Tudchentil

Les sources sur les gentilshommes bretons

L'histoire de Keroulas

Du Moyen Âge à nos jours

Par la famille de Keroulas.

Depuis le Moyen-Âge, le berceau de la famille de Keroulas se trouve au manoir de Keroulas à Brélès, en Pays de Léon. Plus de 6 siècles et près de 20 générations plus tard, cette belle demeure du XVIIe siècle est toujours la résidence de descendants de la famille.
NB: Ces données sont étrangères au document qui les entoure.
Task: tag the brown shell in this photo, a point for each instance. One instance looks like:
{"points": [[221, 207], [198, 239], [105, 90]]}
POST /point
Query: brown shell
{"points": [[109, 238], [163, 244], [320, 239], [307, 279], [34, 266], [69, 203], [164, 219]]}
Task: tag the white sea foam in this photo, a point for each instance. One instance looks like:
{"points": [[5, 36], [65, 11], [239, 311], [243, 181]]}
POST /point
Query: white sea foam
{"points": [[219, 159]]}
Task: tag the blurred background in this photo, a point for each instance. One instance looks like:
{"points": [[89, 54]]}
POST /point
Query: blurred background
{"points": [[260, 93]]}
Le manoir de Keroulas conserve de précieuses archives dont les plus anciennes datent de la fin des années 1300. Elles ont permis de remonter aux périodes les plus reculées de l’histoire familiale.

Le nom de famille de Keroulas s’est éteint en Pays de Léon au XVIIIe siècle. Les Keroulas d’aujourd’hui descendent de Ronan Mathurin de Keroulas (1730-1810) qui s’installe vers 1764 au manoir de Tal ar Roz au Juch près de Douarnenez. Sa nombreuse postérité estimée à plus de 5.000 personnes a surtout essaimé au Juch et dans les communes environnantes.

Ce beau livre illustré, travail collectif de plusieurs enfants de la famille, vous invite à plonger dans la destinée des Keroulas, à suivre son évolution au fil des siècles et à découvrir de nombreux épisodes parfois très surprenants.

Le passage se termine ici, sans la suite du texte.